The Corner

Economy & Business

If TikTok Is Shut Down, Blame China

(Florence Lo/Reuters)

The BBC reports that:

After its passage in the House, TikTok CEO Shou Zi Chew said that the bill would take “billions of dollars out of the pockets of creators and small businesses”.

“It will also put more than 300,000 American jobs at risk and it will take away your TikTok,” Mr Chew said in a video posted on TikTok and on X, formerly known as Twitter.

On Wednesday, several TikTok “creators” told the BBC they feared for their livelihood and businesses if the bill becomes a law.

“I buy items from small businesses and showcase them on my platform – I enhance them,” said Ophelia Nichols, an Alabama-based creator with more than 12m followers on the platform. “It’s the small businesses that will suffer…you have to worry about that.”

This argument rests upon the assumption that China would rather shut down TikTok completely than sell it to an American firm. The BBC quotes the company’s CEO complaining that “billions of dollars” would be taken “out of the pockets of creators and small businesses” and that “more than 300,000 American jobs” would be put “at risk,” and it quotes an Alabama resident who is worried that the “small businesses . . .  will suffer” if TikTok goes away. But, if the bill passes, that decision will not be in the hands of the U.S. Congress, but of the Chinese Communist Party. Congress has decided — correctly, in my view — that an app as (deliberately) intrusive as TikTok should not be under the control of the CCP. It has not decided that TikTok should not exist.
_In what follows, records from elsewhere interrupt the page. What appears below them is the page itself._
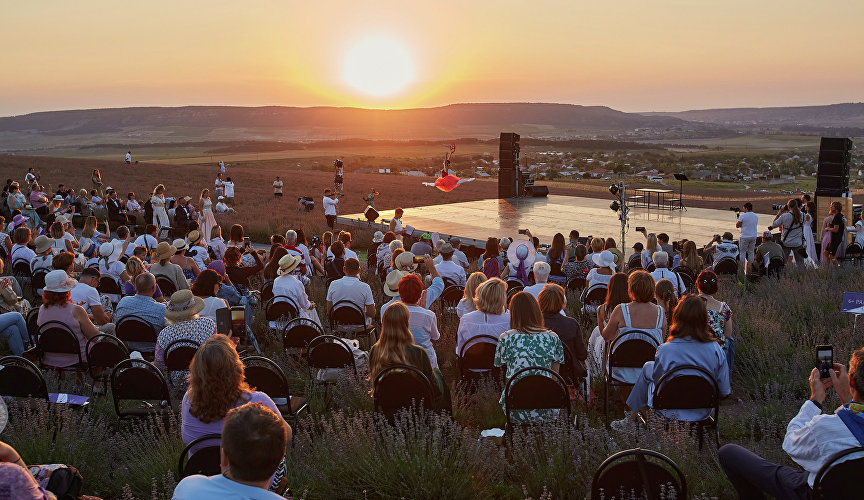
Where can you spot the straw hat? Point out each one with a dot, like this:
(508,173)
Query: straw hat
(43,243)
(58,281)
(183,305)
(405,259)
(391,284)
(164,250)
(604,259)
(287,264)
That certainly represents a change — and a change that is the product of  government force. It is not, however, the change that TikTok’s management keeps talking about. That is important. It’s also telling. If, as the CCP keeps implying, it would prefer to kill the company than to sell it for billions of dollars, then that is on it — and it will give us a solid insight into why China developed the platform in the first place.